One of popular internet resources, wikipedia.org, says: “Views of offshore financial centres tend to be polarised. Proponents suggest that reputable offshore financial centres play a legitimate and integral role in international finance and trade, offering huge advantages in certain situations for both corporations and individuals, allowing legitimate risk management and financial planning.
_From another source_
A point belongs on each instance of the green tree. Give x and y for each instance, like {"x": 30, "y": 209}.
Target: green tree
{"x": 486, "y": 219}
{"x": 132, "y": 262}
Critics argue that they drain tax from wealthy (and not so wealthy) nations, are insufficiently regulated, and facilitate illegal activities such as tax evasion and money laundering while avoiding legal risk under corporate veil.”
Cyprus is sometimes called a tax haven, but in fact it is a fairly reputable low-tax jurisdiction, and its fiscal and regulatory regimes are aligned with the EU’s acquis communautaire and the requirements of the OECD. The Income Tax Law which came into force on January 1st, 2003 and Cyprus accession to the EU have both played an important part in the change of the island’s status on the world map.
The framework of controls imposed on business activities maintains the respectable reputation of Cyprus while allowing the activities to be conducted in an environment almost free from burdensome and bureaucratic restrictions.
Despite challenging road ahead after the EU bail-out deal, with its impressive tax treaty network (over 40 countries) containing vast amount of benefits that can be utilized via corporate structuring and tax planning, Cyprus continues to be a tax efficient location for holding, financing, royalty, trading and shipping companies as well as trusts which were introduced by the International Trust Law in 1992.